The findings suggest hyperemesis gravidarum could be prevented by desensitising those at risk prior to pregnancy. “Strategies which safely increase circulating GDF15 levels prior to pregnancy may be useful in the prevention of these conditions,” the study states.

It also suggests that lowering GDF15 levels during pregnancy will reduce nausea and vomiting. At least four companies are developing antibodies that bind to GDF15 to help treat other conditions where the hormone causes nausea, vomiting and weight loss.

For instance, a 2020 study showed that an antibody that mops up GDF15 reduces vomiting in monkeys. This antibody is already being tested in early-stage clinical trials, a spokesperson for drug manufacturer Pfizer told New Scientist.
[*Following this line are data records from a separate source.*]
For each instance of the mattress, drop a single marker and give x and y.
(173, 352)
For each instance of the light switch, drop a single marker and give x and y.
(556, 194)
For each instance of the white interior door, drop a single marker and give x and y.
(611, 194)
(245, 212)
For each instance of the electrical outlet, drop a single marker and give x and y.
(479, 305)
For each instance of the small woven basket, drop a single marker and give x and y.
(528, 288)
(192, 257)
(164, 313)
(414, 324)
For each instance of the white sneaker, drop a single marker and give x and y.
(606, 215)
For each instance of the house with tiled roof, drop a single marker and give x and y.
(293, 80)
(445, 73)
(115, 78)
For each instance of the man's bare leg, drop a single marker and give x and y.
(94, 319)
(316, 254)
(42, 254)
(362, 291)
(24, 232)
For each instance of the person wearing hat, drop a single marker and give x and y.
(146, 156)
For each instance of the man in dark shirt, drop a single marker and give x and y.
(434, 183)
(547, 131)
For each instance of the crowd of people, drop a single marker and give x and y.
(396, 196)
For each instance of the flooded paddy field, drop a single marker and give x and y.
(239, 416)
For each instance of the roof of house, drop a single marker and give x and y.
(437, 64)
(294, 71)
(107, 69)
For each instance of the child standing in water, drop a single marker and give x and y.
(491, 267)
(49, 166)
In the 1950s, the drug thalidomide was used to treat morning sickness before it was found to cause serious congenital conditions.

Fejzo, O’Rahilly and their colleagues don’t think anti-GDF15 antibodies will harm developing fetuses, but note that it might be safest to modify antibodies to prevent them crossing the placenta into the fetus. “Since the tragedy of thalidomide, concerns about safety have understandably been very prominent in discussions of novel treatments for [hyperemesis gravidarum],” the team writes.